Now, we can now calculate A x (d x rho). A was a (tiny) surface, the cross section. (d x rho) was the compressed number of molecules per unit of surface.
So it looks as if we can associate a tiny surface to each of these molecules, of size A, and A x (d x rho) is then the FRACTION of the initial unit surface which is now "covered" with "molecules"... at least, as long as this number is much smaller than 1, so that there is no "overlap". It gives you then "the probability" that a beam particle will "hit" a molecule.
Indeed, if you have N beam particles per second, and each of them has a probability Ax(dxrho) to "get hit", you have N x A x (d x rho) hits per second: our initial formula.
But let us not forget, that's only valid when this probability of hitting is small. If not, you have to "re-adjust" the beam as it depetes throughout the slab - which comes down to saying that the molecules "hide one behind the other" ; it can then be shown that you have:
M = N (1 - exp( - A x d x rho) ), the exponential absorption law, at least under the hypothesis that there is only one kind of interaction: the one under study, and that upon interaction, the beam particle disappears. If scattering happens, the problem becomes way more complicated, but the elementary concepts remain valid for thin slabs.

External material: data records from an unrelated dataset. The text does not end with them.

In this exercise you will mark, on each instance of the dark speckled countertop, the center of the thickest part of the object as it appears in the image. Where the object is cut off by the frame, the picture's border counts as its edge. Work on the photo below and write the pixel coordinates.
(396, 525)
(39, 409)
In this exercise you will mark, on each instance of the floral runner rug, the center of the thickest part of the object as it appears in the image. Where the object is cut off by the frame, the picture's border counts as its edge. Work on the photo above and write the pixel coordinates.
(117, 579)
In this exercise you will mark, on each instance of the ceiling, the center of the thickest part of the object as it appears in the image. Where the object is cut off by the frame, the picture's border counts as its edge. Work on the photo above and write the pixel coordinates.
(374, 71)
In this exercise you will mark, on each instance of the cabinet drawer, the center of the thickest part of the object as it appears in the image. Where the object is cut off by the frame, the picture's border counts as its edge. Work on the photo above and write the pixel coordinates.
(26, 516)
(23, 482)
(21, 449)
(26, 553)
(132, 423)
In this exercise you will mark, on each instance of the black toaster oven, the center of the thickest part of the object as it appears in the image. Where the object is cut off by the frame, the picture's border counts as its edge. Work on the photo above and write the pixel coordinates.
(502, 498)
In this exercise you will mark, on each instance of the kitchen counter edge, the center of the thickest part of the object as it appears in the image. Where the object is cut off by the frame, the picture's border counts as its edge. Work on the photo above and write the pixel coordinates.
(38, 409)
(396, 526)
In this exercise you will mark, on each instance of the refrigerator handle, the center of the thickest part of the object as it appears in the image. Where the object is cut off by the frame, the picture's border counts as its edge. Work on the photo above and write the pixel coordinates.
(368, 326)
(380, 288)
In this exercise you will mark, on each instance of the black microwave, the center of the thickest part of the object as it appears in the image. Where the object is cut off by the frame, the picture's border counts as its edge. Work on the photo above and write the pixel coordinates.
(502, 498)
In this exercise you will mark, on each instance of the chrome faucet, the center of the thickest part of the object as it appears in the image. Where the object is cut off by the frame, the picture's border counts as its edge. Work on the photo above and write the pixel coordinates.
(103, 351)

My main argument was, that in this formula M = A x N x (d x rho), at no point, the ratio of our target molecules (CO2) to any other species appears. It is not because you ADD another, neutral, species to the mixture, that the number of interactions diminishes - which was the principal argument in the first page.
Now, in the second argument, of course, if A x d x rho is a very big number (say, 2000 or so), then the number of interactions M ~ N. Indeed, exp(-2000) is a very small number, negligible in comparison to 1. If now, we double the density of CO2, we would obtain A x d x rho = 4000, and we STILL have M ~ N.
However, things are in reality more complicated. We don't have a monochromatic beam, and there are other interactions. The cross section is a function of the photon energy, in the reference frame of the target molecule. If these molecules move around, then in their reference system, the incoming photon has a bit more or less energy, and hence the cross section is different: this is what one calls "doppler broadening". There are many other small effects. Once you want to take all this into account, you need to write a computer simulation (such as MODTRANS). I would like, myself, to see a more detailed explanation of which effects are dominant, and what does what. It can seriously alter the balance of the radiation.
I've written (small) transport codes myself, in the nuclear domain. I can assure you that the results are sometimes surprising. That said, as long as you take into account all relevant interactions, and if you have accurate enough tables of cross sections (and if you don't make any silly bugs), then there is not much doubt about the result of such a computer calculation: the theory of radiation transport is rather well-understood.
You can compare it a bit to finite-element calculations in mechanical structures.
NOTE:
sometimes one defines cross section in a different (but equivalent) way:
M = A x N x d x rho
Let us consider the geometrical section of the incoming beam to be S (surface), and let us assume that the beam is homogeneous across this section.
Let's multiply by 1: S / S:
M = A x N x d x rho x S / S
Now, d x rho x S is rho x V is the number of target particles in all exposed to the beam.
M = A x (N/S) x (d x rho x S)
N/S is the number of incident particles in the beam per unit of time and per unit of surface: it is the flux density of the beam.
So we have:
M = A x (incoming beam flux density) x (total number of exposed target particles).